Statistical analysisAI-generated measurements were compared with manual measurements to evaluate accuracy and correspondence between the two methods.
Quantitative segmentation performance was evaluated using Dice score, IoU, precision, and recall. Dice and IoU describe how well the segmented regions produced by the model overlap with the expert-annotated regions. Precision reflects how accurately the model identifies the area of interest without including extra regions, while recall indicates how completely the model captures the true region without missing parts. Together, these measures provide an overall understanding of both the correctness and completeness of the segmentation and offer a comprehensive assessment of the model’s ability to delineate the area of interest (AOI) and the mandibular nerve regions.

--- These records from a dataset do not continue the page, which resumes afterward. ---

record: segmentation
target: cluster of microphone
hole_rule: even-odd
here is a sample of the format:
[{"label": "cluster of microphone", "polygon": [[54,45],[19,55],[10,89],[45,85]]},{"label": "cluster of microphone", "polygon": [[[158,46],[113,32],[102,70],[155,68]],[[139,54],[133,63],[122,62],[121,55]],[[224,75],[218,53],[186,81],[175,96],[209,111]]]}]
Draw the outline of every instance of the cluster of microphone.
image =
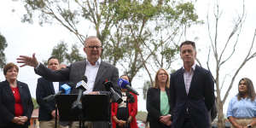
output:
[{"label": "cluster of microphone", "polygon": [[[75,88],[79,90],[79,95],[76,101],[74,101],[72,105],[73,109],[79,109],[79,110],[82,109],[81,97],[83,96],[83,92],[89,90],[87,81],[88,81],[87,77],[83,76],[81,80],[76,84]],[[110,92],[110,97],[112,99],[112,102],[118,102],[118,103],[123,102],[121,96],[115,91],[113,84],[111,81],[106,79],[106,81],[103,83],[103,85],[105,86],[106,90]],[[138,95],[137,91],[136,91],[133,88],[131,88],[130,82],[125,79],[119,79],[118,85],[121,89],[126,89],[128,92],[132,92],[136,95]],[[55,100],[55,96],[60,94],[70,94],[72,86],[74,86],[74,84],[73,83],[64,84],[60,86],[60,91],[58,93],[55,95],[49,95],[44,97],[43,100],[45,102],[49,102]],[[105,93],[102,92],[100,94],[105,94]]]}]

To assess the model’s accuracy in bone width measurement, we used regression-based metrics including MSE (mm²), MAE (mm), RMSE (mm), and R². These metrics compare the model’s predicted measurements with manual clinical measurements obtained at 2 mm vertical intervals from the alveolar crest toward the mandibular canal. Lower values of MSE, MAE, and RMSE indicate smaller measurement errors and quantify the magnitude of error in clinically interpretable units, while a higher R² value reflects stronger agreement between the AI predictions and the manual reference measurements. R² was additionally used to assess the linear correlation between the two methods.
A paired t-test was also performed to compare AI-derived bucco-lingual width measurements with the corresponding manual measurements in order to assess whether a statistically significant difference existed between the two methods. However, more detailed agreement analyses, such as Bland–Altman evaluation, were not performed and are identified as an important direction for future validation in larger, prospectively designed datasets.
All evaluations were conducted on the independent test dataset. Descriptive statistics were reported to summarise performance across test cases. Given the exploratory and pilot nature of this study, primary emphasis was placed on quantitative error metrics to characterize measurement performance. All computations were performed using Python-based libraries, including NumPy, SciPy, and scikit-learn.